You don't show us what you've actually built.

I clicked on "Mobile" and instead of an actual mobile app, I saw a traditional
website crammed into an iPhone screen.

Approach: I can't speak to your engineering capability, but from a product &
marketing standpoint (1) you're probably trying to do too much, and (2) you
should look at investing more in design/usability.

------
revorad
Adam, firstly thank you for building this. There is a real need for this. As
many others here will point out to you, your website is not delivering your
product message or value proposition. However, that's a separate concern from
evaluating the product itself.

Overlooking the problems with the site copy and design, I went on to sign up
to try it out. It took me a couple of attempts to register. I'm not your
target customer, but even so do you really need to know your customer's date
of birth?

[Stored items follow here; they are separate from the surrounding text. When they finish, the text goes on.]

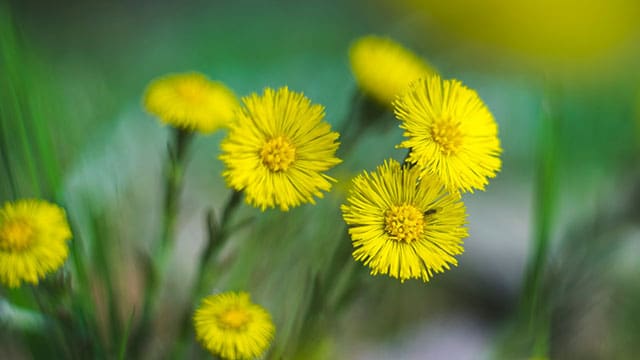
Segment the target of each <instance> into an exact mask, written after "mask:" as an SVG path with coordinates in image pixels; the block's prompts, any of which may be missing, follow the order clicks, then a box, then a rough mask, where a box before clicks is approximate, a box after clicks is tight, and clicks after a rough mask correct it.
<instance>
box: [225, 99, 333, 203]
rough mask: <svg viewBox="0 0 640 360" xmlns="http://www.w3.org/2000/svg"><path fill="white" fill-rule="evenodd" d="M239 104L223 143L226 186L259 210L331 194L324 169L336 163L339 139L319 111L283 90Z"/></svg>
mask: <svg viewBox="0 0 640 360" xmlns="http://www.w3.org/2000/svg"><path fill="white" fill-rule="evenodd" d="M243 102H244V105H245V107H244V108H243V109H242V111H240V112H239V113H238V115H237V117H238V119H237V121H235V122H234V123H233V124H232V125H231V126H230V131H229V134H228V135H227V137H226V138H225V139H224V140H223V141H222V144H221V148H222V155H221V156H220V159H221V160H222V161H223V162H224V163H225V165H226V170H225V171H224V172H223V176H224V177H225V179H226V181H227V184H229V186H231V187H232V188H234V189H236V190H244V192H245V194H246V199H247V202H248V203H250V204H253V205H254V206H257V207H260V208H261V209H262V210H265V209H266V208H267V207H275V206H276V205H278V206H279V207H280V209H282V210H285V211H286V210H288V209H289V208H291V207H295V206H298V205H300V204H301V203H304V202H311V203H314V198H313V197H314V196H317V197H320V198H321V197H322V196H323V194H322V192H321V191H329V189H331V183H330V181H335V180H333V179H332V178H330V177H329V176H327V175H325V174H323V171H326V170H328V169H330V168H331V167H333V166H334V165H336V164H338V163H340V159H338V158H336V157H335V152H336V150H337V149H338V145H339V143H338V142H336V140H337V138H338V136H339V135H338V133H336V132H331V126H329V124H327V123H326V122H324V121H323V120H322V119H323V117H324V109H323V107H322V106H320V105H313V104H311V102H310V101H309V99H307V98H306V97H305V96H304V95H303V94H301V93H296V92H293V91H289V89H288V88H286V87H283V88H280V89H278V90H275V91H274V90H272V89H266V90H265V91H264V94H263V95H262V96H260V95H257V94H255V93H254V94H252V95H250V96H248V97H246V98H244V99H243Z"/></svg>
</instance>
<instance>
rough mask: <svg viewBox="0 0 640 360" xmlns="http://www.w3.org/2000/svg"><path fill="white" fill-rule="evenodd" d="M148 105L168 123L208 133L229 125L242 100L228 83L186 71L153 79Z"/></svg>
mask: <svg viewBox="0 0 640 360" xmlns="http://www.w3.org/2000/svg"><path fill="white" fill-rule="evenodd" d="M144 106H145V108H146V110H147V111H148V112H149V113H151V114H153V115H155V116H157V117H158V119H159V120H160V121H161V122H163V123H165V124H169V125H171V126H174V127H177V128H181V129H185V130H192V131H197V132H200V133H204V134H207V133H211V132H213V131H215V130H217V129H219V128H221V127H226V126H228V124H229V122H231V121H232V120H233V116H234V112H235V110H236V109H237V107H238V100H237V99H236V96H235V95H234V94H233V92H232V91H231V90H229V89H228V88H227V87H226V86H224V84H222V83H220V82H215V81H211V80H209V79H207V77H206V76H204V75H202V74H199V73H185V74H171V75H167V76H164V77H161V78H158V79H156V80H154V81H152V82H151V83H150V84H149V86H148V88H147V90H146V93H145V95H144Z"/></svg>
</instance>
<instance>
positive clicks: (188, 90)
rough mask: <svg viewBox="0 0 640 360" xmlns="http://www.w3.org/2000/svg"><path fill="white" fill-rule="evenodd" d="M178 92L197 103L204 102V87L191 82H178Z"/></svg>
mask: <svg viewBox="0 0 640 360" xmlns="http://www.w3.org/2000/svg"><path fill="white" fill-rule="evenodd" d="M176 88H177V91H178V94H179V96H180V97H182V99H183V100H185V101H187V102H189V103H191V104H193V105H197V104H200V103H201V102H202V88H201V87H199V86H197V85H196V84H193V83H191V82H187V83H182V84H178V85H177V86H176Z"/></svg>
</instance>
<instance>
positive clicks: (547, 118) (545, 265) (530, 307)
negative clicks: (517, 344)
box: [521, 113, 558, 357]
mask: <svg viewBox="0 0 640 360" xmlns="http://www.w3.org/2000/svg"><path fill="white" fill-rule="evenodd" d="M557 121H558V119H555V118H553V117H552V115H551V114H548V113H547V114H543V116H542V121H541V131H540V133H539V138H538V141H539V142H538V146H539V155H538V178H537V184H536V190H535V194H536V201H537V202H536V205H535V235H534V236H535V237H534V239H535V242H534V244H533V246H534V248H533V252H532V254H531V256H530V258H529V261H528V268H527V272H526V275H525V282H524V288H523V293H522V299H521V311H522V312H523V313H522V314H521V316H522V317H523V318H524V319H526V321H527V322H526V325H527V328H528V332H529V334H530V335H531V340H532V345H533V349H532V352H533V353H532V354H531V355H533V356H541V357H547V356H548V352H549V330H550V329H549V326H550V313H549V312H550V308H549V303H548V296H547V295H548V294H545V287H544V281H543V279H544V274H545V267H546V263H547V257H548V253H549V242H550V238H551V230H552V227H553V226H552V225H553V224H552V221H553V215H554V210H555V200H556V197H555V194H556V188H557V186H556V183H557V174H556V160H557V151H556V146H557V142H558V139H557V137H558V134H557V131H556V130H557V129H556V126H557Z"/></svg>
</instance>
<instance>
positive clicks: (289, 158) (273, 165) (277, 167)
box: [260, 136, 296, 171]
mask: <svg viewBox="0 0 640 360" xmlns="http://www.w3.org/2000/svg"><path fill="white" fill-rule="evenodd" d="M260 156H262V163H263V164H264V165H265V166H266V167H268V168H269V170H271V171H284V170H287V169H288V168H289V165H291V163H292V162H293V160H294V159H295V157H296V148H295V147H294V146H293V145H292V144H291V142H289V140H287V139H286V138H285V137H284V136H277V137H275V138H273V139H271V140H269V141H267V142H266V143H265V144H264V146H263V147H262V151H261V152H260Z"/></svg>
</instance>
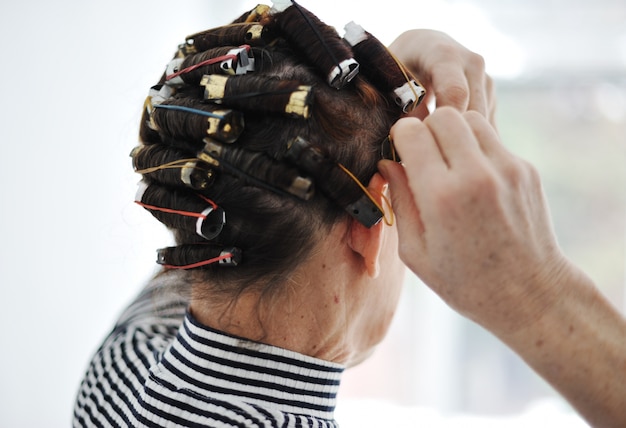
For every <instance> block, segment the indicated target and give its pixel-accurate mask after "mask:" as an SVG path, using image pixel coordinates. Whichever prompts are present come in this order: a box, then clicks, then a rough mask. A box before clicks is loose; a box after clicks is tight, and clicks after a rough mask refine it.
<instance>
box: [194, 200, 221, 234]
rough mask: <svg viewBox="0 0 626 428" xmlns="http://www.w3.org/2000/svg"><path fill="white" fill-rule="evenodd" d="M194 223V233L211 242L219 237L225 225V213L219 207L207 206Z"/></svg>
mask: <svg viewBox="0 0 626 428" xmlns="http://www.w3.org/2000/svg"><path fill="white" fill-rule="evenodd" d="M201 215H202V217H198V220H197V221H196V233H197V234H198V235H200V236H202V237H203V238H204V239H206V240H208V241H211V240H212V239H215V238H217V237H218V236H219V234H220V233H221V232H222V229H224V224H226V213H225V212H224V210H223V209H222V208H220V207H213V206H209V207H207V208H206V209H205V210H204V211H202V213H201Z"/></svg>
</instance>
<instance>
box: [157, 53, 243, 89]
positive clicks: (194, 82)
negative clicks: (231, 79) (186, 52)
mask: <svg viewBox="0 0 626 428" xmlns="http://www.w3.org/2000/svg"><path fill="white" fill-rule="evenodd" d="M249 71H254V57H253V56H252V50H251V49H250V46H249V45H242V46H240V47H238V48H231V47H221V48H214V49H209V50H208V51H205V52H202V53H199V54H196V55H189V56H187V57H185V58H175V59H173V60H172V61H170V63H169V64H168V65H167V69H166V72H165V74H166V76H165V83H166V84H167V85H169V86H174V87H178V86H182V85H184V84H192V85H197V84H198V83H199V82H200V80H201V79H202V76H203V75H205V74H212V73H219V72H223V73H226V74H232V75H235V74H246V73H247V72H249Z"/></svg>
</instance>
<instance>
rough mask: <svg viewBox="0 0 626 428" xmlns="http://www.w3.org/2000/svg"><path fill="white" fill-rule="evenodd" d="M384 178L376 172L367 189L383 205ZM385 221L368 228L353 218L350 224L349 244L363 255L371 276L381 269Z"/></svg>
mask: <svg viewBox="0 0 626 428" xmlns="http://www.w3.org/2000/svg"><path fill="white" fill-rule="evenodd" d="M385 186H386V182H385V180H384V178H383V177H382V176H381V175H380V174H379V173H376V174H374V176H373V177H372V179H371V180H370V183H369V185H368V186H367V189H368V190H369V192H370V194H371V195H372V197H373V198H375V199H376V201H377V202H378V203H379V204H380V205H382V203H383V202H382V199H383V197H382V195H383V192H384V191H385ZM383 227H384V222H382V221H380V222H378V223H377V224H375V225H374V226H372V227H370V228H367V227H365V226H363V225H362V224H361V223H359V222H358V221H356V220H354V219H352V220H351V225H350V240H349V245H350V247H351V248H352V250H353V251H354V252H355V253H357V254H359V255H360V256H361V257H362V260H363V265H364V268H365V270H366V272H367V274H368V275H369V276H370V277H371V278H376V277H377V276H378V274H379V271H380V262H379V259H380V252H381V249H382V243H383Z"/></svg>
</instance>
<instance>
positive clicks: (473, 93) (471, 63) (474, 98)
mask: <svg viewBox="0 0 626 428" xmlns="http://www.w3.org/2000/svg"><path fill="white" fill-rule="evenodd" d="M465 77H466V78H467V82H468V86H469V103H468V106H467V109H468V110H474V111H477V112H478V113H480V114H482V115H483V116H485V117H488V115H489V107H488V105H489V101H488V98H487V97H488V95H489V93H488V92H489V81H488V80H490V78H489V76H487V74H486V73H485V60H484V58H483V57H482V56H480V55H478V54H475V53H473V52H471V53H469V55H468V60H467V64H466V66H465Z"/></svg>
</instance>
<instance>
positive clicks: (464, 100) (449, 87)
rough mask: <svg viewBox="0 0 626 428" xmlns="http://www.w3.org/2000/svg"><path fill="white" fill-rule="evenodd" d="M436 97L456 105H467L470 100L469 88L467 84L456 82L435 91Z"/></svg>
mask: <svg viewBox="0 0 626 428" xmlns="http://www.w3.org/2000/svg"><path fill="white" fill-rule="evenodd" d="M435 98H437V99H440V100H445V101H447V103H448V104H450V105H454V106H465V105H466V104H467V103H468V101H469V89H468V87H467V86H466V85H463V84H461V83H456V84H452V85H448V86H447V87H445V88H443V89H441V90H439V91H438V92H437V93H435Z"/></svg>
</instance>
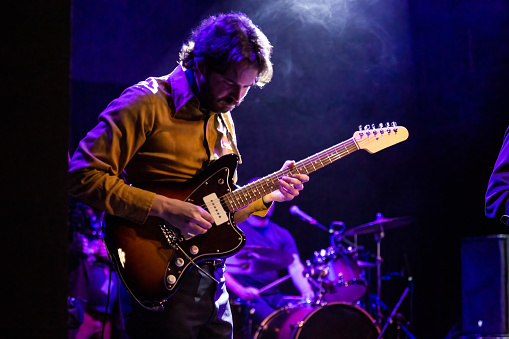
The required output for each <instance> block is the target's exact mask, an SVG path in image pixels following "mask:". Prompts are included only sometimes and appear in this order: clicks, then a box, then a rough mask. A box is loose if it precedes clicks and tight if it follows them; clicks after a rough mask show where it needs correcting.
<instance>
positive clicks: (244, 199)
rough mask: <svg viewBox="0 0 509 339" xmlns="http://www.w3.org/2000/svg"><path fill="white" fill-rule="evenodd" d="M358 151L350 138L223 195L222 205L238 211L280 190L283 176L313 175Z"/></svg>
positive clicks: (355, 143)
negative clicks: (286, 166) (281, 182)
mask: <svg viewBox="0 0 509 339" xmlns="http://www.w3.org/2000/svg"><path fill="white" fill-rule="evenodd" d="M357 150H359V146H358V145H357V143H356V142H355V140H354V138H350V139H348V140H346V141H343V142H341V143H339V144H337V145H334V146H332V147H329V148H327V149H325V150H323V151H321V152H319V153H316V154H314V155H312V156H310V157H307V158H306V159H303V160H301V161H299V162H297V163H295V165H294V166H291V167H286V168H283V169H281V170H279V171H277V172H274V173H272V174H269V175H267V176H265V177H263V178H261V179H259V180H257V181H254V182H252V183H249V184H247V185H245V186H242V187H240V188H238V189H236V190H235V191H233V192H231V193H228V194H225V195H223V196H222V197H221V200H222V203H223V205H224V206H226V207H227V208H228V210H229V211H230V212H235V211H238V210H240V209H242V208H244V207H245V206H247V205H249V204H250V203H252V202H254V201H256V200H258V199H260V198H261V197H263V196H264V195H266V194H269V193H270V192H273V191H275V190H277V189H278V188H279V180H280V179H281V178H282V177H283V176H291V175H293V174H309V173H312V172H314V171H316V170H318V169H320V168H323V167H325V166H327V165H329V164H332V163H333V162H334V161H336V160H339V159H341V158H343V157H345V156H347V155H348V154H351V153H353V152H355V151H357Z"/></svg>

Finally, when I click on the link in the registration email, I land
on a page which says before I use anything, I must contact an account
representative. My login is failing even though I'm pretty sure I'm using the
correct username and password.

If as a techie, I found your site hard to navigate, it's going to be nearly
impossible to get non-techies to use or buy it.

I understand you are building a difficult product, but there's a lot of
research to be done to catch up with the latest developments in this space.

For starters, please see <http://www.weebly.com> for a well-executed version
of your idea.

------
notahacker
As far as I can see _get your social network website running in the time it
takes to make coffee_ (adapted from one of the sub-pages) is your core value
proposition, and it should be in big letters on the home page instead of
generic phrases like "leap-frog your competition and be a leader, not a
follower" and sentences listing technologies.

Much of your text reads like it was written for search engines rather than
humans to read, and your screenshots and examples could be a _lot_ more
attractive.

Looking at the price points you're looking to charge, paying a professional
designer and copywriter would be worth the money here, assuming the end
product is fit for purpose.

------
guynamedloren
Far too much text on every single page of your site. I clicked through them
all but didn't want to spend 10 minutes reading just to figure out what you
do. Fix this with a big, catchy headline along with a short 2-3 sentence
description of what you do and a video or screenshots of your software.

------
guynamedloren
Clickable: <http://nextcoast.com/>